3. Quick-Trip Printers cited failure of consideration as a defense to the assignee/lessors' counterclaims for the unpaid rent. In light of its contractual agreement not to assert against the assignee/lessors any defense it might have against the original lessor, Quick-Trip is estopped to assert failure of consideration as a defense to the assignee/lessors' counterclaims. Furthermore, in the absence of fraud, a lessee is precluded from asserting the defense of failure of consideration against the assignee/lessors of a contract in which the lessee waived all express and implied warranties. United States Leasing Corp. v. Jones Pharmacy, 144 Ga. App. 26 (240 SE2d 300) (1977)
. As was discussed in Division 2, supra, there is no evidence of fraud imputable to the finance lessors. The Court of Appeals, citing its decision in Granite Equip. Leasing Corp. v. Folds, 133 Ga. App. 856 (212 SE2d 490) (1975)
, concluded that the contractual waiver of warranty was not effective against Quick-Trip since Quick-Trip asserted that the equipment received was not as orally promised by the supplier's employees (the alleged fraud which permeates these cases), and the serial numbers on the equipment received did not match the serial numbers contained in the leasing contract.

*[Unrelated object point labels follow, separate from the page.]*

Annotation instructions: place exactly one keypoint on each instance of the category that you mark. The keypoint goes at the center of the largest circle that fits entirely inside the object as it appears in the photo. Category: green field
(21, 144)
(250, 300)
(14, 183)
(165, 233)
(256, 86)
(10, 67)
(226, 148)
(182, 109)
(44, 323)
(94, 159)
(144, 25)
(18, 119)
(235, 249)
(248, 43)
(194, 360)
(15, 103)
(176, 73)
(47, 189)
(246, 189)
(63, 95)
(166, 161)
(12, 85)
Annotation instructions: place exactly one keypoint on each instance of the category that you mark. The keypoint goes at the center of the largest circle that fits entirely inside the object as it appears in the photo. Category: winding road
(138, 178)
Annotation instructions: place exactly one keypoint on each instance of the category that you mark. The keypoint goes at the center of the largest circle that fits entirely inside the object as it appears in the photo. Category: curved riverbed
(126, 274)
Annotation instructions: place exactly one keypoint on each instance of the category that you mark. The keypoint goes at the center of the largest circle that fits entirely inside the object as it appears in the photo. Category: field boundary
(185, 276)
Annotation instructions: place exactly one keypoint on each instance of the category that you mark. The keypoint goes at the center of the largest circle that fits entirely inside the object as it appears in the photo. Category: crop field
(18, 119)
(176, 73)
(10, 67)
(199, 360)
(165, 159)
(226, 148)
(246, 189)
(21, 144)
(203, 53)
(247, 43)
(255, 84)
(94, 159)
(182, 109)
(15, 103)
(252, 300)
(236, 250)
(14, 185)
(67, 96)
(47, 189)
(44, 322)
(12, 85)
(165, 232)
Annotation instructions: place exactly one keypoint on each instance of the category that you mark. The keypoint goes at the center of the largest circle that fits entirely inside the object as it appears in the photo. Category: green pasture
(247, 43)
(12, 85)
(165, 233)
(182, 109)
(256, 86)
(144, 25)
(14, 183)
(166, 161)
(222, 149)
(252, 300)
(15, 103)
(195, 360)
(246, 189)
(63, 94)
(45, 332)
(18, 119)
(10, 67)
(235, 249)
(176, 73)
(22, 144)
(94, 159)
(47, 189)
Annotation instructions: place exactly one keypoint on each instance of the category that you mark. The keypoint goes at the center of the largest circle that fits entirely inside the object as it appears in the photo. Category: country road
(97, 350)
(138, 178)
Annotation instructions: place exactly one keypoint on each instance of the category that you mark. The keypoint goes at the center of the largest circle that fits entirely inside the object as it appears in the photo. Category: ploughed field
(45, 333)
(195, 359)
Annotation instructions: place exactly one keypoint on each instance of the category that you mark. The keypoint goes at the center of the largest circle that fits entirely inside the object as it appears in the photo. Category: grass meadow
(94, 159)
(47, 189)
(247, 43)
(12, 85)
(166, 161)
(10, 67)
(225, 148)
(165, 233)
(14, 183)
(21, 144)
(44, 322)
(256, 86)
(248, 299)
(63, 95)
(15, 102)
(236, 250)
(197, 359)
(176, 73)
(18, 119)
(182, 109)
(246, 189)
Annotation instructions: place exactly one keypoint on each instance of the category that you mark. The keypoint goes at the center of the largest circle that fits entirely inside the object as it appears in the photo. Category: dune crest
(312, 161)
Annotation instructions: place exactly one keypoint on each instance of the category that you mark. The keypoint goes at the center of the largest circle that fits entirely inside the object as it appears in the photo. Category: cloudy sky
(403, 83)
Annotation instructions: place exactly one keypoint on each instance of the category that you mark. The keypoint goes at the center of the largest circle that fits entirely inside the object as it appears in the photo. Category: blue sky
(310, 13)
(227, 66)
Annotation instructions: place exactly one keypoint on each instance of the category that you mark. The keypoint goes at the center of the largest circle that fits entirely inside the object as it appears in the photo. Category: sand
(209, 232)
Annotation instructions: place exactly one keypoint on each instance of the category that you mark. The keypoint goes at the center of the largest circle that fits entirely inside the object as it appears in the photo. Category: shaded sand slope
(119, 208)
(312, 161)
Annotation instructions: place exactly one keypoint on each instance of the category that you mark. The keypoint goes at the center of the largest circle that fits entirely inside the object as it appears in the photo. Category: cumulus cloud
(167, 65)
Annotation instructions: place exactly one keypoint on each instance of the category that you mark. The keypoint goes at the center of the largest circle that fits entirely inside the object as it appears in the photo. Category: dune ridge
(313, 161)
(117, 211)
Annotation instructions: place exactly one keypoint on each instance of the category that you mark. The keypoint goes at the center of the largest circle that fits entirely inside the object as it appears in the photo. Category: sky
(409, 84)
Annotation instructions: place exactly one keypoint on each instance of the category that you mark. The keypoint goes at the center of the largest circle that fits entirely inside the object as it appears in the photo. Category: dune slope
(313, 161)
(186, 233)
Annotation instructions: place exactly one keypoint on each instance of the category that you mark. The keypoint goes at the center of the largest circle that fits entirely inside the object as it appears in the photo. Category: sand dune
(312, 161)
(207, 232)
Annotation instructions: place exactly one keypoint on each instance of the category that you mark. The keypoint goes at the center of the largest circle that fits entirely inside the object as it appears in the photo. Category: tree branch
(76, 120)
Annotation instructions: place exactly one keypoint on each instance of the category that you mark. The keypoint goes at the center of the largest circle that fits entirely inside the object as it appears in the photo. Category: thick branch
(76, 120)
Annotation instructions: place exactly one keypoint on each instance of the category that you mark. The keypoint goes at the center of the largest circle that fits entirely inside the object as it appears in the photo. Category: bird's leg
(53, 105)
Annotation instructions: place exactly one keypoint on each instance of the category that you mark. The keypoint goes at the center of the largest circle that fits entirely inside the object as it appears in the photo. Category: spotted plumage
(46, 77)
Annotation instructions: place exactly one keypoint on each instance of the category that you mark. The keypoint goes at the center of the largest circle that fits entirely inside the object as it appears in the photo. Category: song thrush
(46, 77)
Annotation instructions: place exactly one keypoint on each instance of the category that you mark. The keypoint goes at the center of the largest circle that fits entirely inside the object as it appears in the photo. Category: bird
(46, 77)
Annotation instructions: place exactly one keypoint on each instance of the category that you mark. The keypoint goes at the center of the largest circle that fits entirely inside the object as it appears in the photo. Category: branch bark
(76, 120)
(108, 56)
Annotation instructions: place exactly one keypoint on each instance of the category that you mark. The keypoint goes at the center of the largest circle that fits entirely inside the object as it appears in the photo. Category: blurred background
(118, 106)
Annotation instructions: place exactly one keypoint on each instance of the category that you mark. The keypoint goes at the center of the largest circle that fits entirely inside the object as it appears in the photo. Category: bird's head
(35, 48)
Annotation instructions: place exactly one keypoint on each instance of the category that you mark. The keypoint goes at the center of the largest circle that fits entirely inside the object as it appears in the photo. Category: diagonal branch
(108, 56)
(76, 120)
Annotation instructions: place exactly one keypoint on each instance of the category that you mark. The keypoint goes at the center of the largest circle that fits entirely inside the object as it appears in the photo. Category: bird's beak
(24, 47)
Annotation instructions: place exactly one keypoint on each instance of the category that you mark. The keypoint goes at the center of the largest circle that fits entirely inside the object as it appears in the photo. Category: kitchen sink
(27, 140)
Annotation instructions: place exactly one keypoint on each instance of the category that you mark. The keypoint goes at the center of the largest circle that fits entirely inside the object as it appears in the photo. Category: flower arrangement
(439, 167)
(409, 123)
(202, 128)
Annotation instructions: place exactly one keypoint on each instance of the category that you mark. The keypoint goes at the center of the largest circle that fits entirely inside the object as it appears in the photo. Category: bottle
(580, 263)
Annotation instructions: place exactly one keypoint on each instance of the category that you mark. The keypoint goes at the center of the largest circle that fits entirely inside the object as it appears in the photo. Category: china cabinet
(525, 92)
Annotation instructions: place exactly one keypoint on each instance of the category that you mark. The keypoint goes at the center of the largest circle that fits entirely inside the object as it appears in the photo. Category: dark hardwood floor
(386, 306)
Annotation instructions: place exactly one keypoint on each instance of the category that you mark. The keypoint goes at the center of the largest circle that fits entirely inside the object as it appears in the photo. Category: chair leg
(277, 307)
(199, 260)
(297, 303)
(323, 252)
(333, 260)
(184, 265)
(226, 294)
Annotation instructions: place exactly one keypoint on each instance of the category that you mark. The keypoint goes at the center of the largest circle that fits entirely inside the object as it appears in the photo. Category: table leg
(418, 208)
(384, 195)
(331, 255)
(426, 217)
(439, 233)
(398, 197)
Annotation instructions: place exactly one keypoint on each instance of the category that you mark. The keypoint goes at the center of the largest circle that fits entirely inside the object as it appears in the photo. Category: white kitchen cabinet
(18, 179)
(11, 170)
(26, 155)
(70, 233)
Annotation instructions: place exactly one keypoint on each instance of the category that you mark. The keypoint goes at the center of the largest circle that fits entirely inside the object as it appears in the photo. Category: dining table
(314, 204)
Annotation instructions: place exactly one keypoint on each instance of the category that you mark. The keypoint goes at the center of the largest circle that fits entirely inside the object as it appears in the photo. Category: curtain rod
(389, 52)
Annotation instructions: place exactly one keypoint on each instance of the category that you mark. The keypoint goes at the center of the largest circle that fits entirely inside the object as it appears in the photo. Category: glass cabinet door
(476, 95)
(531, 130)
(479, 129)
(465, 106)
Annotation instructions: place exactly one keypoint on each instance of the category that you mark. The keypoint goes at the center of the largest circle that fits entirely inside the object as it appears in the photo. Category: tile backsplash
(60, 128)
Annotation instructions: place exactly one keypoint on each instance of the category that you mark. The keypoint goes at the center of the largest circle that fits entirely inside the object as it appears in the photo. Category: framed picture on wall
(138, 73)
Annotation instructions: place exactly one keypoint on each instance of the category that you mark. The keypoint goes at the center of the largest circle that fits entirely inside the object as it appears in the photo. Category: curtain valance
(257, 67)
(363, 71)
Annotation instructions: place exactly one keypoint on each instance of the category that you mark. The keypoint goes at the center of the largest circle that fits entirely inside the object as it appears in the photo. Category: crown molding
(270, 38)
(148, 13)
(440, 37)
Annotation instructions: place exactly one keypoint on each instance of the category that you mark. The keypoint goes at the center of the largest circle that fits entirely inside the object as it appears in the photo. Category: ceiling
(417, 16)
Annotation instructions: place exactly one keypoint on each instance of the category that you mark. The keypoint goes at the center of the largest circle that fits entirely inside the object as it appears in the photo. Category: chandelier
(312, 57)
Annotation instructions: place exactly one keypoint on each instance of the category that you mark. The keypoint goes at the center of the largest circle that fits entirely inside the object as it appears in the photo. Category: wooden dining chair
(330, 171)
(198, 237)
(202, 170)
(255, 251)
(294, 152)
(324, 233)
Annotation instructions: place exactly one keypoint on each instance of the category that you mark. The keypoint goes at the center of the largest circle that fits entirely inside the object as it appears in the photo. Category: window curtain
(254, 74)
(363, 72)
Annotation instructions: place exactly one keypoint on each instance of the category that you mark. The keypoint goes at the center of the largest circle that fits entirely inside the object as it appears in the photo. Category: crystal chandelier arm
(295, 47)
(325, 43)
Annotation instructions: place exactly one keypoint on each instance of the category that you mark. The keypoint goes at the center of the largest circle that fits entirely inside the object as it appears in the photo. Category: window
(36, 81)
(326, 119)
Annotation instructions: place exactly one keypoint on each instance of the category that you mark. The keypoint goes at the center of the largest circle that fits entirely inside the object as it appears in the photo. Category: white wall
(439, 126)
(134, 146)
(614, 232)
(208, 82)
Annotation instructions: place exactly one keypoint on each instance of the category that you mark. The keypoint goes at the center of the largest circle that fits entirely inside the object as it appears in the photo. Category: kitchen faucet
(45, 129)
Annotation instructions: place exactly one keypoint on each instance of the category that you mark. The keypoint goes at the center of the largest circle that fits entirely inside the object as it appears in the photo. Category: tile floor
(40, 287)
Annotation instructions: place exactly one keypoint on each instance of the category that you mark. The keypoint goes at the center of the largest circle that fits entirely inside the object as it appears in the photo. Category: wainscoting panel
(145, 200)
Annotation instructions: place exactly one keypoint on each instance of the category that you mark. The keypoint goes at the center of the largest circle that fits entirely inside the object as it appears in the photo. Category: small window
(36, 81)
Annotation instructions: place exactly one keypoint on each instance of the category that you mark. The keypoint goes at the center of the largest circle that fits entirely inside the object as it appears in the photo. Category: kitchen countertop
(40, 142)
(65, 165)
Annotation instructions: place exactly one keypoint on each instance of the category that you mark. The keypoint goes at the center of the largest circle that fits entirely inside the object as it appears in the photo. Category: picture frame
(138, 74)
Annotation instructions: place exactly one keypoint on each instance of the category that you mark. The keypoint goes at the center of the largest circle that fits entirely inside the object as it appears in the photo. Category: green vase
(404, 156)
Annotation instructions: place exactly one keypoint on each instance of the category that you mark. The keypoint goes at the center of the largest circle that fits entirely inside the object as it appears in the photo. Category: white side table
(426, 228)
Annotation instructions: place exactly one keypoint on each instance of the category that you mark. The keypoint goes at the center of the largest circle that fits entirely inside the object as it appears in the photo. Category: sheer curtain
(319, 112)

In Granite, the Court of Appeals held that the lessee's defense of failure of consideration had not been waived by the disclaimer of warranty because the disclaimer applied to the type of machine for which the contract called, "a 'factory rebuilt' press," and not to that which was actually delivered -- "a 'reconditioned' press." (Emphasis supplied.) See also Avery v. Key Capital Corp., 186 Ga. App. 712 (1) (368 SE2d 364) (1988)
(disclaimers in lease applicable to 1984 vehicle described therein, but not to 1983 model delivered). Linda McNatt testified in her deposition that the equipment listed in the lease agreements was delivered to Quick-Trip. Her husband did not dispute that the pieces received were the type of machine for which the contract called. He testified only that he noted discrepancies between the serial numbers listed on the contract for individual pieces, and the serial numbers of the parts actually delivered. There being no discrepancy in the type of equipment contractually promised and that actually delivered, the contractual waiver of warranty was effective and defeated Quick-Trip's defense of failure of consideration.
4. Lastly, we address Quick-Trip's contention that the assignee lessors are liable to Quick-Trip for the negligent release of funds to Itex. Despite having an "Acknowledgement and Acceptance of Equipment by Lessee" which authorized the assignee/lessors to pay the equipment supplier, the assignee/lessors withheld payment from the supplier due to the business lessee's verbal notification, in response to inquiries made by the assignee/lessors, that the equipment was defective. According to the assignee/lessors, the funds were released to the supplier upon notification from the business lessee that the equipment problems had been resolved. The business lessee disputes the assignee/lessors' version of the facts. As there appears to be a genuine issue of material fact concerning the claim that the assignee/lessors negligently released the funds to the equipment supplier, we agree with the Court of Appeals that summary judgment in favor of the assignee/lessors on the business lessee's claim was inappropriate.
Rumsey & Ramsey, Austin L. Ramsey III, for appellees.